The transformation of Cq values would then be:
adjusted Cq A = observed Cq A + log base Eamp of (concentration of sample in reaction A/concentration in any other chosen reaction B to serve as the normalization point for all reactions).
Eamp is not always "2" for all targets, an 'estimate' of which can be obtained from the slope of the non-inhibited (good, log-linear) range of the dilution curve developed for each target using a representative sample mixture at the outset.
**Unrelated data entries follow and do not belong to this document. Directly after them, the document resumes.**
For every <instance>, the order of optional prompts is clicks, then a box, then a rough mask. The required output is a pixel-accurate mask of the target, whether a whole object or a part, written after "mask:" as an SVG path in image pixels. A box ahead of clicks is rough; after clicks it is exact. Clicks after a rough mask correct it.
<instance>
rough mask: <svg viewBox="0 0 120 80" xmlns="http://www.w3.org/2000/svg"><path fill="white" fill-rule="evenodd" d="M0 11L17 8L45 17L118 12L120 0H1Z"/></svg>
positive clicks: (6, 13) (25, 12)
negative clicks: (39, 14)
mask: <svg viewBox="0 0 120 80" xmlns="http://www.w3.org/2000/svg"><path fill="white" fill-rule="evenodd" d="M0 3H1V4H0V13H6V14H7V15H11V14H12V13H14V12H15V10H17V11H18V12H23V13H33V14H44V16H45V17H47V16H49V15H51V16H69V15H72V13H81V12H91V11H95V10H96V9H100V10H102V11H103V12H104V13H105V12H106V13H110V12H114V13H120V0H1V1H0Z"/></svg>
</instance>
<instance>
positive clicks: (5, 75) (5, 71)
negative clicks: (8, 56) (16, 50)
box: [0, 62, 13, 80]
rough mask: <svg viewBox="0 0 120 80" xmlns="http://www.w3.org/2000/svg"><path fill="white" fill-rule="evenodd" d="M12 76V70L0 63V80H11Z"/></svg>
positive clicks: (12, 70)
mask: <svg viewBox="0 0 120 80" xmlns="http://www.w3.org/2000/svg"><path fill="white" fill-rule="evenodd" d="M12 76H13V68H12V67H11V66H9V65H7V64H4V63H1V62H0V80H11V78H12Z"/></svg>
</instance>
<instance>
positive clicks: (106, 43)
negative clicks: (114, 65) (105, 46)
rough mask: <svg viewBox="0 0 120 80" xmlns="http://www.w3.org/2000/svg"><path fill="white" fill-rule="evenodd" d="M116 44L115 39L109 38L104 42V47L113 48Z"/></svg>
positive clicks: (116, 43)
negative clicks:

To clarify "overly-concentrated samples' in my above post - what I mean is two-fold:
1.) Carry-over gunk from sample RNA prep can inhibit the Reverse Transcriptase enzyme during RT, and the cDNA prep in turn can inhibit the 'Taq' or 'Taq-like' enzymes during the PCR. Or with one-step RT-qPCR (where RNA sample is added directly to the reactions), carry-over sample gunk in the RNA (if the RNA is not diluted to at least to or just beyond the inhibitory threshold up front) can inhibit both enzymes in the same reaction well,
and,
2.) Template inhibition of 'Taq' or 'Taq-like' enzymes during the PCR on account of there being too much target in the reaction (most often happening with things like 18S RNA or other hyper-abundant targets).
Again, one can alleviate the blindness going into these assays at the outset by running all targets on an extensive serial dilution profile of a representative sample mixture to see whether or not inhibition rears its head. Knowing this up front allows one the opportunity to side-step calamity before it runs you over from a blind-spot.